Once we got the confidence to be ourselves with others, I figured our days spent covered in ticks and sweat were over. But it turns out that doing anything else with another person that isn’t watching a screen or playing cards tends to cost the kind of money college kids can’t spend. We eventually found ourselves in the wilderness again out of desperation for something to do together, but with a broader scope. As beautiful as Nanjemoy was, a change from the muck and sticky air was in order. Anything west of the Chesapeake Bay became our go-to destination, where the mountainous Appalachian Trail resides. Driving there from the bay is an experience. Before I threw up on that mountain, my boyfriend and I drove from the bay to Western Maryland to jump in on a section of the trail. As the roads ascended, we felt the roots of the District of Columbia’s anxious energy give way to rocky cow pastures and crumbling coal towns. I enjoyed it until we reached the narrow back roads at the tail-end of the trip. My boyfriend is the kind of driver who stays as far away as possible from the double-yellow line, which puts the passenger side in perpetual chaos as it teeters on the edge of steep cliffs.

After we camp out on the overlook, we descend the mountain, and contrary to popular logic, it’s harder than going up. Our toes jam into the fronts of our boots until they bleed, and bulging root structures threaten to send us down the mountain. My foot catches one, and I fall on my wrist, nearly fracturing it. The last couple of miles are always the best part of a hike. For almost the entire hike, I block out the thoughts of air conditioning and sitting in a car for a few hours. When I see the final mile markers, I let the anticipation out, which drives me the rest of the way. I don’t notice my hand turning purple or the splitting pain in my feet when I spot the parking-lot gravel through the tree line.

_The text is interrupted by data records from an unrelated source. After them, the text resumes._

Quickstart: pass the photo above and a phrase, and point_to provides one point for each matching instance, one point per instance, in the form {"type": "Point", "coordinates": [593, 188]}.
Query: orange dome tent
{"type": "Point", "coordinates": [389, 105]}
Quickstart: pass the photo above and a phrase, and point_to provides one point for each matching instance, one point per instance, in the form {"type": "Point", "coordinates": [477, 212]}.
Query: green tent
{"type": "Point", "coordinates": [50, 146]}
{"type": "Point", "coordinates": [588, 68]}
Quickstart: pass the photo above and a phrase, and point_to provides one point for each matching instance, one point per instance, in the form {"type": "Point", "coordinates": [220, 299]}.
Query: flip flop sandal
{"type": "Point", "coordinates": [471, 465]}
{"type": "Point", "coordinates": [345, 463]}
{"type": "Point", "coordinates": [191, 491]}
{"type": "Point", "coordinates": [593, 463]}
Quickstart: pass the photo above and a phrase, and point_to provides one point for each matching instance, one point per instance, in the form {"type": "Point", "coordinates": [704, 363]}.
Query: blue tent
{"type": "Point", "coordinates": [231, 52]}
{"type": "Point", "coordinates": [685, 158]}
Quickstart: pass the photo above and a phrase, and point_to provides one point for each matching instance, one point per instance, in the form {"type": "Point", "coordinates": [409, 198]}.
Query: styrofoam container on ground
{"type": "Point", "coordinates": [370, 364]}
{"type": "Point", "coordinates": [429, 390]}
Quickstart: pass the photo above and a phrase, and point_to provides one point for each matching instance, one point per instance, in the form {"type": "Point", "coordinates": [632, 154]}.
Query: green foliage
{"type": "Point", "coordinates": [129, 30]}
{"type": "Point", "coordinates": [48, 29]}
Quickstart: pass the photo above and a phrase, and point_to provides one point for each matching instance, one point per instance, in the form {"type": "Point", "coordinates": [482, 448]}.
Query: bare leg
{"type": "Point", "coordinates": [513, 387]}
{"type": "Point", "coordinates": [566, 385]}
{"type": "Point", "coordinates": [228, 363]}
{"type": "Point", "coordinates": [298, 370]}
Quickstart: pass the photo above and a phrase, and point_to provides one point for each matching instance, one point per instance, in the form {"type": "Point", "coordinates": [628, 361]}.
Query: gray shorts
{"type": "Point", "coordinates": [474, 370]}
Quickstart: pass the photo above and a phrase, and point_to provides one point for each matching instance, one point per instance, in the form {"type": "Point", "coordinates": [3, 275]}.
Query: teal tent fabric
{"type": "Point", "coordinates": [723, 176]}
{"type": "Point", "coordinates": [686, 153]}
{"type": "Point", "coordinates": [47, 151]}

Before our trips, I always overanalyzed how my boyfriend and I contrasted. Yet I don’t put thought into how we look at our strangest. We sit at a booth at a grill in some suburban town at the halfway point, both with a film of grime that seals clothing to skin. When our burgers arrive at the counter, I hobble over to them, looking like I just fought Jake La Motta. As we eat, I don’t sit with my back to the wall or dart my eyes around to look for glances. I don’t lower my voice when people walk by or stutter when the waitress asks if I want a box. We talk about how good a shower’s gonna’ be, argue rowdily over movies, and dream about everything we have yet to do.